La versión levantó también dudas. El motivo no parecía muy sólido. No faltaron las especulaciones de los enemigos del presidente Velasco Ibarra. ¿El chofer Leiva sabía demasiado? Hubo una versión de que los masones –pato de toda boda en esa época- algo tendrían que ver.
En ese ambiente, el 2 de marzo llegó -mediante el servicio de correos- un paquete de cartón al Jefe de Investigaciones de Quito, Manuel Gómez de la Torre. Al abrirlo, apareció una pistola con un mensaje. “Devuelvo la pistola de Leiva.
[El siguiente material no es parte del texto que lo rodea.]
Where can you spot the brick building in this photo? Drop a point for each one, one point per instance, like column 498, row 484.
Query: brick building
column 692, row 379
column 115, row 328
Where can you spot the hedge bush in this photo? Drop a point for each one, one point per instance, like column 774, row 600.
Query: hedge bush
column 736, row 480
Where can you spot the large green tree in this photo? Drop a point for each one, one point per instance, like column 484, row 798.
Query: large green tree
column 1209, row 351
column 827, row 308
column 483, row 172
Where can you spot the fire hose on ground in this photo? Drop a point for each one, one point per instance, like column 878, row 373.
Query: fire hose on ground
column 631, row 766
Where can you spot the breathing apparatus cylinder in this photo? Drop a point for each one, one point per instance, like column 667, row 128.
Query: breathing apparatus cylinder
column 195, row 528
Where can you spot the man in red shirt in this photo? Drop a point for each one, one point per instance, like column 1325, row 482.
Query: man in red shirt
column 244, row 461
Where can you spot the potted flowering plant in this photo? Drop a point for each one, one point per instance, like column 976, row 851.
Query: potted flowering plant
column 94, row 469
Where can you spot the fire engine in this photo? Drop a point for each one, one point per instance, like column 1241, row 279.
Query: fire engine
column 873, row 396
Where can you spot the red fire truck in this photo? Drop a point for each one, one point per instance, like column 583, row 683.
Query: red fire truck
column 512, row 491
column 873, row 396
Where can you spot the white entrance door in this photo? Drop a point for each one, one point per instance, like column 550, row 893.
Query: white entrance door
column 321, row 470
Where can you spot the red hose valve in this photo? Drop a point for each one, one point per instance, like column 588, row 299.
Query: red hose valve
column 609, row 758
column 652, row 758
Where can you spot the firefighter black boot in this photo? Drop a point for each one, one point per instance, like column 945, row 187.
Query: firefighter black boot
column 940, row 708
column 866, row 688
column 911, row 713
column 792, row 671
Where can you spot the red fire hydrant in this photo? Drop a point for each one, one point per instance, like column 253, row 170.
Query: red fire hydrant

No se culpe a nadie de su muerte. Fue un suicidio”.
La novedad llegó hasta el presidente Velasco Ibarra.
La siguiente noticia provino de un salón, El Trébol, situado en la calle Manabí, cerca de la Plaza del Teatro. Tras una denuncia de los camareros, fue apresado Arturo Freire, quien había afirmado: “Yo maté al chofer Leiva. El gobierno de Velasco Ibarra me pagó 80 000 sucres”.
Al otro día, en pleno chuchaqui, Flores afirmó que no recordaba esas palabras y que todo fue obra de copas. “No sé por qué dije esa tontería. Recuperó su libertad. Nunca se dio una versión oficial sobre la muerte de Antonio Leiva. El sumario judicial se cerró con una palabra: Misterio.